Publié le par Ephedra

« On subit, on contrôle rien du tout ; ces enfoirés ont le dernier mot et nous, les yeux pour pleurer ! » Ce cri de rage, c’est celui de ma copine Katy. Et ces enfoirés, ce sont bien sûr les garçons…

 

A l’origine de cette réflexion, il y a une déception récente, la mienne, vis-à-vis d’un mec, qui, disait-il ne souhaitait pas s’investir, sous-entendu « dans une relation avec moi ». C’était l’histoire d’un week-end, comme ça, sympa, mais il ne fallait pas lui en demander plus. Parce que je ne lui plaisais pas assez ? Il y a encore quelques mois de cela, c’est immédiatement ce que j’aurais pensé, sans la moindre hésitation. Mais là, je ne sais pas pourquoi, ou plutôt si, plein de micro-réactions et de petites phrases dans le comportement et dans les dires de ce gars qui, mises bout à bout, m’ont fait me demander s’il n’avait pas pas envie de s’investir dans une relation « de toute façon » - entendre par là avec n’importe qui, moi comme une autre.
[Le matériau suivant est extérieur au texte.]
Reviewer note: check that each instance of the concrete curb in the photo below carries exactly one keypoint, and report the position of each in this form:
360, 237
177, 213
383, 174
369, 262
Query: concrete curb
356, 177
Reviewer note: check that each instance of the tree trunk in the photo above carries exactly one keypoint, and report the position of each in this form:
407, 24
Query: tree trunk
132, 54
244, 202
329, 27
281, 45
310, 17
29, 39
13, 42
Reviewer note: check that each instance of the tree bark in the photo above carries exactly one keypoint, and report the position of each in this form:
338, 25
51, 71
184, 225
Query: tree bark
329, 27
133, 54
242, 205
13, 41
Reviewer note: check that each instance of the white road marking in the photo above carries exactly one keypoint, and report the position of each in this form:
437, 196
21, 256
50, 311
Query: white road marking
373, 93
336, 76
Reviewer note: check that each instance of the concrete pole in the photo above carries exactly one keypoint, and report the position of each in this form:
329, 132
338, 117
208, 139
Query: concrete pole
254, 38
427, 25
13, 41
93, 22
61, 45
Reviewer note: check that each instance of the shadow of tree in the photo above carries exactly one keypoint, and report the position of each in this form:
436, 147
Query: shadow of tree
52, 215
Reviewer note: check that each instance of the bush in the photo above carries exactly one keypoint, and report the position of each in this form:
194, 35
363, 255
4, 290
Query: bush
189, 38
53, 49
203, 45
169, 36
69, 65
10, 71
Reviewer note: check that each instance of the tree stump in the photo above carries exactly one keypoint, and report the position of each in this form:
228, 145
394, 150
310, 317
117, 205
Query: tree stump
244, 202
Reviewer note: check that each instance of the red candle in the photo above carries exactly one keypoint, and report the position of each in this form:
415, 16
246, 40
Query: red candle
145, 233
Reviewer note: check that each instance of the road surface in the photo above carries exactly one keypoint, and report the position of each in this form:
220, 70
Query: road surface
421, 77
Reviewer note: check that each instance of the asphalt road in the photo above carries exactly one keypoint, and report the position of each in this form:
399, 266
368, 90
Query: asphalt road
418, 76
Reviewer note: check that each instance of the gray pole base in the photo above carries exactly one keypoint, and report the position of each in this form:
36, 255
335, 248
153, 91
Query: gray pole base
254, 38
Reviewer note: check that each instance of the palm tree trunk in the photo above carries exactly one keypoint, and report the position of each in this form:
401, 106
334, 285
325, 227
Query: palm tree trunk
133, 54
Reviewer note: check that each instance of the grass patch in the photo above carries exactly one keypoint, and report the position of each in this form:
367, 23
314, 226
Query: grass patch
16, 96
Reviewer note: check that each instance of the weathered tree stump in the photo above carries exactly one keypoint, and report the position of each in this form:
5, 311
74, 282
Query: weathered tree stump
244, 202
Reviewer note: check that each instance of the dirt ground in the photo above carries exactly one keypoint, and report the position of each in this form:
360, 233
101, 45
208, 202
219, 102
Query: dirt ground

Cela chamboule un peu tous mes schémas de pensée, parce que personnellement, j’ai du mal à dissocier une relation de la personne avec laquelle je l’ai ; il n’y a pas pour moi « une idée de la relation dans l’absolu », dépersonnalisée, désincarnée, mais autant de relations que je peux rencontrer d’individus, rien qui n’existe indépendamment de la personne avec laquelle je suis en rapport.

 

Or, force m’est d’admettre que cela ne semble pas être le cas de tout le monde. Et de ce mec en l’occurrence… Mais pas que de lui… D’où l’ire de mon amie, qui ayant été confrontée elle-même plusieurs fois ces derniers temps au même genre de situation, en vient à maudire tout le sexe masculin pour l’abomination de quelques-uns… qui ne sont cependant pas des cas isolés, c’est ce que j’entends ici démontrer. :-)

 

Je pense en effet que « les garçons » veulent de moins en moins s’engager. N’importe quel magazine étendra ce propos à toute la population des moins de 40 ans, mais moi je trouve qu’il y a quelque chose de beaucoup plus marqué chez les hommes. Quand je regarde autour de moi, je vois un paquet de nanas trentenaires, plutôt 35 que 30 maintenant, CSP+, bon niveau d’éducation, plutôt pas mal physiquement, avec de l’humour et de l’esprit, à qui il ne manque plus qu’un chéri et un bébé pour être heureuses… Sauf que le chéri n’arrive pas, et de fait le bébé non plus (ben non !)… Alors où êtes-vous messieurs ? Que faites-vous, et pourquoi nous laissez-vous ainsi livrées à nous-mêmes ?

 

Le premier qui vient me dire que les filles sont pareilles va avoir de mes nouvelles ! Certaines le sont, bien évidemment, tout comme certains mecs sont complètement à l’opposé de ce que je décris ici ; mais sur la majorité, dans la dominante, la tendance, il y a vraiment un truc masculin, quelque chose qui se joue chez les mecs de moins de 40 ans que l’on ne voyait pas avant.

 

Emancipation du couple, blablabla, écroulement du modèle de la famille nucléaire et tout ce que l’on veut, évidemment je sais tout ça, mais la question des causes ne m’intéresse ici pas tant que celle du résultat, qui est quand même qu’une grosse partie de la population féminine de moins de 40 ans se retrouve sans amant ni enfant parce que les mecs ne veulent plus s’engager, tout simplement, alors qu’elles y seraient toujours prêtes.

 

Dès lors, même si pas une seconde je ne reviendrais en arrière, je ne peux m’empêcher de me demander si dans l’explosion des structures familiales traditionnelles, les femmes y ont toutes forcément tant gagné que ça… L’émancipation est une bonne chose, à condition qu’elle demeure un choix ; on peut se la jouer mec, rouler des mécaniques et se lever un gigolo différent par soir, ce droit on l’a, et c’est tant mieux, sauf qu’au finish, d’un droit il est en passe de devenir une loi. D’un possible, il devient une règle, et tout compte fait, d’une absence de choix on passe à une autre absence de choix. Il y a 50 ans de cela, il était dur de sortir de la famille, maintenant il est peut-être tout aussi difficile d’y entrer…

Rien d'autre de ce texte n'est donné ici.